Comment 1: However, the main criticism is still the same. The sample size is small and it results in probable overestimation of the findings. The authors claim that theirs is an exploratory analysis, and that's the reason they do not apply methods to reduce overestimation of statistical significances. 

The authors should state this (the exploratory character of the study) as one of the limitations of the study.

Response 1: In view of this comment, we added some text in the limitations of the study (see lines 390-391).

 

Comment 2: Tables should be improved. In their present form, Tables 1, 3, and 4 are half empty, because of the columns devised for p values. The authors should find another way to display p values that do not result in empty cells.

Response 2: Thank you for addressing this issue. We have changed the style of these tables, so that the empty space is reduced. Since there were no significant comparisons in table 3, we eliminated the cells that were meant to show comparisons between groups and added the information in the legend of the table. Please see Tables 1, 3 and 4.

 

Comment 3: Text should be revised as well. For instances, the sentence "they were significantly more present" should read "they were significantly more frequent"

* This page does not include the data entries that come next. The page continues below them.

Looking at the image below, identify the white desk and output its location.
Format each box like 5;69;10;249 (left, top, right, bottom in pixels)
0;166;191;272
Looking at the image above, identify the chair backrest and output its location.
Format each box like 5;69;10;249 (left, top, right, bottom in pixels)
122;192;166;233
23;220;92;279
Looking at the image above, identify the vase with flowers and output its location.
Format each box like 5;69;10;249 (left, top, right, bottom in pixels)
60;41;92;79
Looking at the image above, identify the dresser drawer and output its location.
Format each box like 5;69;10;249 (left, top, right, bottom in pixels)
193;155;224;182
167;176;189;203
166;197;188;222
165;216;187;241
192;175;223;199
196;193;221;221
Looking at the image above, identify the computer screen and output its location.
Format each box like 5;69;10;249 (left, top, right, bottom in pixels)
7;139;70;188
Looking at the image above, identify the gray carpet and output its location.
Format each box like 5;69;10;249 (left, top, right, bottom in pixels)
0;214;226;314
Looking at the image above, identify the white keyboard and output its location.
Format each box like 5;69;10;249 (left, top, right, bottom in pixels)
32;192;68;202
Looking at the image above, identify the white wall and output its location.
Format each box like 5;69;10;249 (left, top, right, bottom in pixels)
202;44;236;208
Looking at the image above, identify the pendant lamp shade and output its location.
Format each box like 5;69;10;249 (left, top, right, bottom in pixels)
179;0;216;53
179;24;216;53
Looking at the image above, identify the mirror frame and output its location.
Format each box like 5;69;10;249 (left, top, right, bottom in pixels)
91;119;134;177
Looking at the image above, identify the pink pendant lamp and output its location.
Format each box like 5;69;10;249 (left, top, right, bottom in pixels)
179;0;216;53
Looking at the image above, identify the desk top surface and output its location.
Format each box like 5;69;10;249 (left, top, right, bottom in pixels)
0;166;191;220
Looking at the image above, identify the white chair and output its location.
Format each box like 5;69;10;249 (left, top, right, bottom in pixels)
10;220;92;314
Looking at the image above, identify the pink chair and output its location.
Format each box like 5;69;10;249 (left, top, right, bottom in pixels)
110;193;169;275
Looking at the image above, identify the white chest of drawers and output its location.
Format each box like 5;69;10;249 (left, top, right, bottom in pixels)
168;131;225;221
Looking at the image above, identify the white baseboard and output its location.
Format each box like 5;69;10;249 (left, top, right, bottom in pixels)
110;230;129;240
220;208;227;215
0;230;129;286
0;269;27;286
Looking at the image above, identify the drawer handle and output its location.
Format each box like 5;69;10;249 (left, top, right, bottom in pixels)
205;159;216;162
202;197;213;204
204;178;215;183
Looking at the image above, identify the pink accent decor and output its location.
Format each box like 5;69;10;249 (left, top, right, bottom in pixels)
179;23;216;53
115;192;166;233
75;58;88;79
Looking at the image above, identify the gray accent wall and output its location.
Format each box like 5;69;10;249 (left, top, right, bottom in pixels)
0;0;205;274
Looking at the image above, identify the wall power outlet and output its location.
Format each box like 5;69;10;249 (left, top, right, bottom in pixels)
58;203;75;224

Response 3: Thank you for addressing this issue, we have corrected the text in the manuscript (see line 325).

Reviewer 2 Report

Comments and Suggestions for Authors

Thank you for making an effort to address my comments. I am happy with your revisions.

Author Response

Thank you very much.

Reviewer 4 Report

Comments and Suggestions for Authors

The authors have provided acceptable responses to my comments and questions. However, the text requires revision. For example, et al is consistently used incorrectly (the correct form is et al. with a period). Additionally, the list of abbreviations should be arranged in alphabetical order.

Author Response

Response to Reviewer #4 Comments

 

Thank you very much for taking the time to review this manuscript. Please find the detailed responses below and the corresponding revisions/corrections highlighted in the re-submitted file.

 

Comment 1: For example, et al is consistently used incorrectly (the correct form is et al. with a period).

Response 1: Thank you for addressing this issue, we have corrected this throughout the manuscript.

 

Comment 2: Additionally, the list of abbreviations should be arranged in alphabetical order.

Response 2: We have updated the order of this list; it is now in alphabetical order.